The results suggest that vertebrate prey can occur with striking frequency in northern pitcher plants. The third and fourth survey, for instance, revealed that nearly 20 percent of surveyed plants had captured baby spotted salamanders.
These spotted salamanders (Ambystoma maculatum) are black with bright yellow dots, and the babies are around the size of a human finger.
The timing seemed to be linked up with the birth of new salamanders during "pulses of emergence" in the late summer and early fall. Several times, the researchers found more than one salamander captured in a single pitcher.
What happens after being trapped is quite grisly. In as little as three days, some salamanders went from alert and active in the fluid to completely dead, potentially from acidity, heat stress, starvation or infection. For others, their last breath was taken as many as 19 days later.
The salamander corpse is then broken down and decomposed by the plant's digestive enzymes and any other organisms that live in the leaf's water. Once the animal has died, the process is usually completed within ten days or less, and the speed of this is probably why we haven't noticed this particular prey for so long.
Sometimes, the authors add, the decomposition can also cause an icky stench.
While it's still not clear how these vertebrates end up in the sticky situation, the authors have a few ideas. Because they found so many salamanders, they think these could be more than just random accidents.
One hypothesis says the salamanders may regularly fall in because they're trying to catch the insects that the pitcher plant usually feeds on. Another idea, which the authors deem less likely, suggests the animals get stuck in the pitchers while trying to hide from predators.

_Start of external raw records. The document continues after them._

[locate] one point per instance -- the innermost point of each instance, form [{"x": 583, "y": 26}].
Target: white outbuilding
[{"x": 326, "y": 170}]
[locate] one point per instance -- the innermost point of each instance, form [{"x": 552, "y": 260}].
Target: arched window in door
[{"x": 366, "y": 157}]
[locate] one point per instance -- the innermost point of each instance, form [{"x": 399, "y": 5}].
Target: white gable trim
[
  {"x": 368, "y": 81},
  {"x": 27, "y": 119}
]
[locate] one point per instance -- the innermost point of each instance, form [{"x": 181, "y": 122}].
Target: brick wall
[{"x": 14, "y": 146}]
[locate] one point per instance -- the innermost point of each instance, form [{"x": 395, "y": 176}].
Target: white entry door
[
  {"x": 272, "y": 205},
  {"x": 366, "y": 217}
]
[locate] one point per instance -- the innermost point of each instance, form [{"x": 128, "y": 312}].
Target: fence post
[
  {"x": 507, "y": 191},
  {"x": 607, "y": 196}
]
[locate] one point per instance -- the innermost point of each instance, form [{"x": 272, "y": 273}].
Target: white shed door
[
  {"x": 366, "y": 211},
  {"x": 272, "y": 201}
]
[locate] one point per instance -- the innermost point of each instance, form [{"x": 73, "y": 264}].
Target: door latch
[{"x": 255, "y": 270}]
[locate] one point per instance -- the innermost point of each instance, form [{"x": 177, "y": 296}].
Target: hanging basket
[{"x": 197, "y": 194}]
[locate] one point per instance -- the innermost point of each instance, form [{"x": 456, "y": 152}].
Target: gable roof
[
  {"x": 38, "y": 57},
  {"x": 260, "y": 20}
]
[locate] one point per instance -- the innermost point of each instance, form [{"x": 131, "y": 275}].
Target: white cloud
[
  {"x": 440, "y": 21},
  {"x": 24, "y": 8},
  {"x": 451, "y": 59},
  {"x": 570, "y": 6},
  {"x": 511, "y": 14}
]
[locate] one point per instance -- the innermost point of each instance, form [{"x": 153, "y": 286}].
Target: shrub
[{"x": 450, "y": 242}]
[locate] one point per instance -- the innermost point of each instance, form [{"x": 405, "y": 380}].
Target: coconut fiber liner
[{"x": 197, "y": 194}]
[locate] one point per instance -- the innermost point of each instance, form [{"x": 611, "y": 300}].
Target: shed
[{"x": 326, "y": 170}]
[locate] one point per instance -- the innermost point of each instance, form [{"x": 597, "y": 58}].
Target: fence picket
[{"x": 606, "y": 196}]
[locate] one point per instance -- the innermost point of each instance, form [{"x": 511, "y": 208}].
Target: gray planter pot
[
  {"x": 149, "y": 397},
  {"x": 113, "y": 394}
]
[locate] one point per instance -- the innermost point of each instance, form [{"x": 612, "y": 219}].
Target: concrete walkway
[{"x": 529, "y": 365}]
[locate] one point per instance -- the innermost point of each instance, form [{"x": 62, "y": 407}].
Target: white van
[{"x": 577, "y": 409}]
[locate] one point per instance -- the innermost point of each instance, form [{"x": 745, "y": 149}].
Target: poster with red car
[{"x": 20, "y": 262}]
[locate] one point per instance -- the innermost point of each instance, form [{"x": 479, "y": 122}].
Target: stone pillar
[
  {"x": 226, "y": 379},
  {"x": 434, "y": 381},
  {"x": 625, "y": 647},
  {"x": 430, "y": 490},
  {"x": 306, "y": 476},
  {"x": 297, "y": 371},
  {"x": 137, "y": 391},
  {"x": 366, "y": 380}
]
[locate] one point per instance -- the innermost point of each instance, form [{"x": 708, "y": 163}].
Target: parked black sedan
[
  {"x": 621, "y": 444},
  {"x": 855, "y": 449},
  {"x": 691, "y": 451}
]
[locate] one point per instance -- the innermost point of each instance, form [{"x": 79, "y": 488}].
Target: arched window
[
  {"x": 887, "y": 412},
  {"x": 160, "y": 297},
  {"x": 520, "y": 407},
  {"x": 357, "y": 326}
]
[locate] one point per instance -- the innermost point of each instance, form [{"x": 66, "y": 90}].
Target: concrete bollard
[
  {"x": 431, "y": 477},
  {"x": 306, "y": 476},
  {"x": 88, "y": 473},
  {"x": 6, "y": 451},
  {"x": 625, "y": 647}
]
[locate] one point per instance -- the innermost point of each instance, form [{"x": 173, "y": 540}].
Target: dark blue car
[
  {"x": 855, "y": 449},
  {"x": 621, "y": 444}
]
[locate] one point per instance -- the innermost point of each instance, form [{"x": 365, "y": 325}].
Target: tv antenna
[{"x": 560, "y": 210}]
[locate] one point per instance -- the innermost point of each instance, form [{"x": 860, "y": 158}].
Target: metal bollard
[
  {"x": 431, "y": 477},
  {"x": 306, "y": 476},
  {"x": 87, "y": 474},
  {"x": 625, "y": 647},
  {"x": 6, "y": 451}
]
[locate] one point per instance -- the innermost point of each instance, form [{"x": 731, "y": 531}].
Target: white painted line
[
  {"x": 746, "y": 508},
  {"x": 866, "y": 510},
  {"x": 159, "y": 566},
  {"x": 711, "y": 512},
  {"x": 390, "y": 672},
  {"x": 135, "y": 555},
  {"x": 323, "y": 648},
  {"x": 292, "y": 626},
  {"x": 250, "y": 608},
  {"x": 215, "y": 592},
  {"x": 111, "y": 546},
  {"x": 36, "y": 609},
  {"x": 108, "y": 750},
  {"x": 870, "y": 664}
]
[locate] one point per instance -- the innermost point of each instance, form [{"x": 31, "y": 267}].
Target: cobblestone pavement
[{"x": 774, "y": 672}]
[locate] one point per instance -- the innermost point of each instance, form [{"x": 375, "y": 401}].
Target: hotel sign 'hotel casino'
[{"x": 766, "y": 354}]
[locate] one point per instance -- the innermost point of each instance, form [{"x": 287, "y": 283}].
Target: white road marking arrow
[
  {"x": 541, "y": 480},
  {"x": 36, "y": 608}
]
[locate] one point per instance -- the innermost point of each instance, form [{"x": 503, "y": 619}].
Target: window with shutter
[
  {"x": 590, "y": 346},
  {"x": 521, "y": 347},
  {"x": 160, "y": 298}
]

"When plants were approached or disturbed, most salamanders rapidly swam to the bottom of the pitcher and tightly wedged themselves out-of-sight in the narrow, tapered stem of the pitcher," the authors describe.
"Individuals often remain submerged for several minutes and repeatedly dive to the pitcher bottom as long as the perceived threat remained."
Whatever the reason, the pitcher plant is sure to make use of the crucial nitrogen source. The authors estimate that "a single salamander could contribute to the plant an amount of nitrogen equivalent to that contained in three pitchers."
In a nutrient-poor environment, the amphibious meal is too good to pass up.
The research was published in The Scientific Naturalist.